Do you employ unreasonable people?
February 16, 2016
I got talking last week with Dave Sweeney, head of transformation at Halton Council. His role is jointly funded by the local clinical commissioning group, enabling him to ‘join up’ health and social care commissioning with obvious benefits for all, not least those who use frontline services.
He’d just spoken at the Social Value conference staged by Social Enterprise UK. He’s an interesting guy who opened his talk with a slide showing that, in a past life he was lead singer in a punk band. How enlightened, I thought, that the traditionally cautious public sector should create such a role and appoint a guy who I don’t doubt would describe himself as unconventional.
I was flattered to learn that he’d spotted me from the stage, his eyes drawn to my longish grey beard and pink socks. He said they marked me out as someone different in a sea of conventionally dressed delegates. (I don’t always wear pink socks!)
We talked about opportunities. I’d love to see education and health commissioning joined up in Norfolk, where I’m on the board of a cooperative trust of ten complex needs schools. Here it would make real sense to join up education funding with that for classroom health support, speech and language therapy and the like.

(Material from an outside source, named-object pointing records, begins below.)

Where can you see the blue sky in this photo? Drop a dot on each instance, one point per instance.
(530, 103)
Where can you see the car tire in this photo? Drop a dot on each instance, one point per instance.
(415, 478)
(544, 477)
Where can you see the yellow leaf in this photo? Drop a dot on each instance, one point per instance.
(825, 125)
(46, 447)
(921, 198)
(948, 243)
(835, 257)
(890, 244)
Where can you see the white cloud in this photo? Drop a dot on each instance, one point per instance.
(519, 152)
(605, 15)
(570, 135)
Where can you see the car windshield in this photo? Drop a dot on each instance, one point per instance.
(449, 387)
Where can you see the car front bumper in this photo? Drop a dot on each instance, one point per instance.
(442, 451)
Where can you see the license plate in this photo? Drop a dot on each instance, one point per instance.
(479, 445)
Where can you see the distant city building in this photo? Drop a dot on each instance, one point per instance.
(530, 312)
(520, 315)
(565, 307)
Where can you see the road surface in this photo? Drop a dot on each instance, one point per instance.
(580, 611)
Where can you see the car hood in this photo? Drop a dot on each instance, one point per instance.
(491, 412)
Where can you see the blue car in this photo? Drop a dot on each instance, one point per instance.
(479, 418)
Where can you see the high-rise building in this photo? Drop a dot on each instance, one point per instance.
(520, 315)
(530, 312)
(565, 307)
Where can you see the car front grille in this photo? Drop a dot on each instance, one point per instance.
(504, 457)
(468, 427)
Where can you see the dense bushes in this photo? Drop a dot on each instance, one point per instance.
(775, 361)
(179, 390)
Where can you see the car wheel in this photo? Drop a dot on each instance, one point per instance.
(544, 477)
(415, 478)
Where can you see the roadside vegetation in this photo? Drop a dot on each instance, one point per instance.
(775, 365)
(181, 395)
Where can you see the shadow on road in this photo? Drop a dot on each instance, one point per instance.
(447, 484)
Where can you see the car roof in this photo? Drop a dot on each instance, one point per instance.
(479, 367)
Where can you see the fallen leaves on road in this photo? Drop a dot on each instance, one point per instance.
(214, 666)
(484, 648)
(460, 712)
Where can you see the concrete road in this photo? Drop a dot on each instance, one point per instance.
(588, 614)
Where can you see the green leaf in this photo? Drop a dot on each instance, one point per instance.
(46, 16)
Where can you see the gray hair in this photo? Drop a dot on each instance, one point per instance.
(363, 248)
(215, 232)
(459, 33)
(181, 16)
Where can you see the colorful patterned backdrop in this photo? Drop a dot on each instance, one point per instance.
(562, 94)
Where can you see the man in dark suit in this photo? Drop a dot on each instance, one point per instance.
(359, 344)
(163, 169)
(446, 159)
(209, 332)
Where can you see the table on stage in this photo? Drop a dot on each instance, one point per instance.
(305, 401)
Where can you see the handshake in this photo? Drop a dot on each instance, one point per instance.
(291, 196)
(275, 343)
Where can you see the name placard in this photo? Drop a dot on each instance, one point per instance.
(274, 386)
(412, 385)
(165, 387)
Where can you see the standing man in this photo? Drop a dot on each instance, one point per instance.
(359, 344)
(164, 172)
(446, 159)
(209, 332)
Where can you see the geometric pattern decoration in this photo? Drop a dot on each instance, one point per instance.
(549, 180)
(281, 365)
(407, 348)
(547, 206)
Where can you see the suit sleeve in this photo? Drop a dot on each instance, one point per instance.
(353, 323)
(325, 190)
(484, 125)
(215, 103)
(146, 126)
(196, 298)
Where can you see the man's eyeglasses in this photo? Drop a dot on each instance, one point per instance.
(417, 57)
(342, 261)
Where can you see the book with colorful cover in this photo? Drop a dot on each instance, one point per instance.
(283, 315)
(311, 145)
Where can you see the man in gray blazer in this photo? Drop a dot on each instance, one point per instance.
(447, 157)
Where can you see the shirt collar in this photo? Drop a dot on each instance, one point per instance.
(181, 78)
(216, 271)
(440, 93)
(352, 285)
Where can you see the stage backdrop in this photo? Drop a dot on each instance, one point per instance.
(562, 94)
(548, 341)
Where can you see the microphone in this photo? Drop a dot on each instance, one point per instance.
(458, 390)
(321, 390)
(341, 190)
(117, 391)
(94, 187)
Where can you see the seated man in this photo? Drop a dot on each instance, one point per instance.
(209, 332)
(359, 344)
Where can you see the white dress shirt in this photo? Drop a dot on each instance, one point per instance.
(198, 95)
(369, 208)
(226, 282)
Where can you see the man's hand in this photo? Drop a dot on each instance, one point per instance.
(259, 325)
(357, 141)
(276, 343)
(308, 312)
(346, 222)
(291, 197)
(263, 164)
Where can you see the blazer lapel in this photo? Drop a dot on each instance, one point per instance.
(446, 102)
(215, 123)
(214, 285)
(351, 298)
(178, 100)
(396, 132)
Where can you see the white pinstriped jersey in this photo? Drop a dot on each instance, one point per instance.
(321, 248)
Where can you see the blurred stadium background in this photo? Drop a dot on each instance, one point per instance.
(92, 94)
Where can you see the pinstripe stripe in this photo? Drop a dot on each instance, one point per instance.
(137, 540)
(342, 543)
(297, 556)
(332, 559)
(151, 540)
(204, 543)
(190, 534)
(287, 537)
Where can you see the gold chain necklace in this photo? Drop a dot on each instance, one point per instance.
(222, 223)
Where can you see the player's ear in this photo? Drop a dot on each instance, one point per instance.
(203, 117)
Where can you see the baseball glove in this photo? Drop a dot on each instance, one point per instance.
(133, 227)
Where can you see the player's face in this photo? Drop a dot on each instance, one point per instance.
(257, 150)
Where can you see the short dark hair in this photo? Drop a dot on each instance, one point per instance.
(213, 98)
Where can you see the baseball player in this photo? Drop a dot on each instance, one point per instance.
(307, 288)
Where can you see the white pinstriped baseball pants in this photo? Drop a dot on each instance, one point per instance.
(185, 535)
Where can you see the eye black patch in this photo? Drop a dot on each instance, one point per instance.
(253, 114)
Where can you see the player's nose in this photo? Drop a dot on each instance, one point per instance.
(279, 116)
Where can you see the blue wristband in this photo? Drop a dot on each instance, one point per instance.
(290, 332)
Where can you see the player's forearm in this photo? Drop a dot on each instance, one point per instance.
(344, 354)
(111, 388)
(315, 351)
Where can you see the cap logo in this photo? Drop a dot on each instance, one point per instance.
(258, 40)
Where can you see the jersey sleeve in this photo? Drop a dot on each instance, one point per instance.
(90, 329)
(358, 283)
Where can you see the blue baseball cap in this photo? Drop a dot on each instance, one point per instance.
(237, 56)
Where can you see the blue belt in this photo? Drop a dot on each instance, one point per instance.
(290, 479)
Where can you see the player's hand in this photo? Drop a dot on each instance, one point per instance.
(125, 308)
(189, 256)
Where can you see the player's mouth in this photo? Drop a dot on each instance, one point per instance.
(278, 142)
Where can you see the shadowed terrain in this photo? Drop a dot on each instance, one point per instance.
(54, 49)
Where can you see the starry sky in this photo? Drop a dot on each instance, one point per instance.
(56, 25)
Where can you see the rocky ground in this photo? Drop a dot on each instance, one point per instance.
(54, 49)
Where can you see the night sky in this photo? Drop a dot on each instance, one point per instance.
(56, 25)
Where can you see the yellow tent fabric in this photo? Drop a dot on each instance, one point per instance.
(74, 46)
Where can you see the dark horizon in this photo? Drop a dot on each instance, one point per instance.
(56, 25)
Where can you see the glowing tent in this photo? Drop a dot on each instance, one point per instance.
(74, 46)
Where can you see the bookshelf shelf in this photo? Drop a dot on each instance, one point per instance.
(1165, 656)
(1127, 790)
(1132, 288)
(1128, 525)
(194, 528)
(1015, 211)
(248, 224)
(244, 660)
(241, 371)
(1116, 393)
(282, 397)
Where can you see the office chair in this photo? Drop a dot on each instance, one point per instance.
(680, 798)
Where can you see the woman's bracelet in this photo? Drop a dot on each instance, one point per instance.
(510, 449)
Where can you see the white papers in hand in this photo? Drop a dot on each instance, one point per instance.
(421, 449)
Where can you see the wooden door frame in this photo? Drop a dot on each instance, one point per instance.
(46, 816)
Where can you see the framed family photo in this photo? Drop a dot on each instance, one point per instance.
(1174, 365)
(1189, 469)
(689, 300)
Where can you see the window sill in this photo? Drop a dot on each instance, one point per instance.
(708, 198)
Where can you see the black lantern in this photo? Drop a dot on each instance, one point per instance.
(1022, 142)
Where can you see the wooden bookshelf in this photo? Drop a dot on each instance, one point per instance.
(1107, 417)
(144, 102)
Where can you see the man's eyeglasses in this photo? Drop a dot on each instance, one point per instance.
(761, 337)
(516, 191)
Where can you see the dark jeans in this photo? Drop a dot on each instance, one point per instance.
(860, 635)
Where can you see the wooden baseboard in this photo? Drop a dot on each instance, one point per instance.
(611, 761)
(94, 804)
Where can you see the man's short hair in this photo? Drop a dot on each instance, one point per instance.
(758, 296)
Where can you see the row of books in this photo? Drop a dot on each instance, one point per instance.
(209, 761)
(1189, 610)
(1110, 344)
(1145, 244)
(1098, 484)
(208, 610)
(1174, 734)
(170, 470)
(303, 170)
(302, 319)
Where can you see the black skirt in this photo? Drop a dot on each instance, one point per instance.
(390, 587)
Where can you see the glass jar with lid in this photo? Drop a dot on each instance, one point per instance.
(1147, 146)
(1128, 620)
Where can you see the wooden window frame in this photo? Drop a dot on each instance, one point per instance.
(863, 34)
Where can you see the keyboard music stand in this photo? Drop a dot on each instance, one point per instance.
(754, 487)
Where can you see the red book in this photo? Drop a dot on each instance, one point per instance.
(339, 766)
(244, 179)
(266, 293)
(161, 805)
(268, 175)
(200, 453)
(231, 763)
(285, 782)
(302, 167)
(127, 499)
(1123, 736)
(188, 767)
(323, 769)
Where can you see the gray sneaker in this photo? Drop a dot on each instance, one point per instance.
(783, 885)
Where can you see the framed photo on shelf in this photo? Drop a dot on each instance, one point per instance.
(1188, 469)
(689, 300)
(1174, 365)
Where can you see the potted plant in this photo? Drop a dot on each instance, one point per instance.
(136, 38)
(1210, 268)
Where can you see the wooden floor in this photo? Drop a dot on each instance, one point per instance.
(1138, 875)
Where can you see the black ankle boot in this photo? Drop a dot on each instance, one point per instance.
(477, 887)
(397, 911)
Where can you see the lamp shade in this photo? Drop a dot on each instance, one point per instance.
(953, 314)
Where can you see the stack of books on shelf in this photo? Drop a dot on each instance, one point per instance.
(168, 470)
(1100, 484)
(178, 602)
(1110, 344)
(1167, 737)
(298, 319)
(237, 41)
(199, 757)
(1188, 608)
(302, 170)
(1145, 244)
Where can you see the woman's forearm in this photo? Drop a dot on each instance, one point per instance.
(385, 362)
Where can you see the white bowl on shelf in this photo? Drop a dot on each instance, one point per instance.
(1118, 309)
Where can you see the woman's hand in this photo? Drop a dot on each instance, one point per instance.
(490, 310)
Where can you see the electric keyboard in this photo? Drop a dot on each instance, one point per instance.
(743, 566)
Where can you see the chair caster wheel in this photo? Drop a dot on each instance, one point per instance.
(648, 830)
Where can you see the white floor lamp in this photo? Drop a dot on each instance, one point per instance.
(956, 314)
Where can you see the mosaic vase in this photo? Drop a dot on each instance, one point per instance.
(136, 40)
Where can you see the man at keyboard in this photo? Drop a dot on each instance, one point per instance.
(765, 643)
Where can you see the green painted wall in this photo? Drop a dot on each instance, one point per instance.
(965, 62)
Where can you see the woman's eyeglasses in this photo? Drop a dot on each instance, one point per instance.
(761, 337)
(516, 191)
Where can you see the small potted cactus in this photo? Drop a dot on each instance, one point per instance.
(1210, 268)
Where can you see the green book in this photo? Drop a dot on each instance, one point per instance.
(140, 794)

It seems so wrong that it should be such a struggle to get the right support for some of our most severely disabled youngsters. Frankly their parents and teachers have enough on their plate as it is. There’s an opportunity here for some with an unconventional view of the world to challenge tradition and revolutionise service delivery. Ironically this would probably save money too!
Swarm Apprenticeships, the social business I founded a couple of years ago attracts unconventional young people. Too often, they’ve been told they’ve failed because the choose not to follow the herd. Yet if you read around the subject of intelligence and how bright kids frequently drop out. Quite simply its because they’re not adequately recognised or supported. You can quickly see that employing these young people whilst we deliver enterprise training,
Swarm has recently partnered with the RSA, itself an organisation that has long attracted unconventional people. I’ve been a Fellow there for some 12 years, enjoying the opportunities that presents for truly wide ranging debate with interesting people.
Our government faces a ‘perfect storm’ as demand for services grows and available funding diminishes. I hope it soon recognises that to deal with these crises by adding regulation is unlikely to spark the innovations we need to see if we are to avoid potentially apocalyptic consequences.
To paraphrase a well known Bertrand Russell quotation: ‘Reasonable people adapt themselves to the world and unreasonable ones seeks to change it. Therefore all progress depends upon unreasonable people!’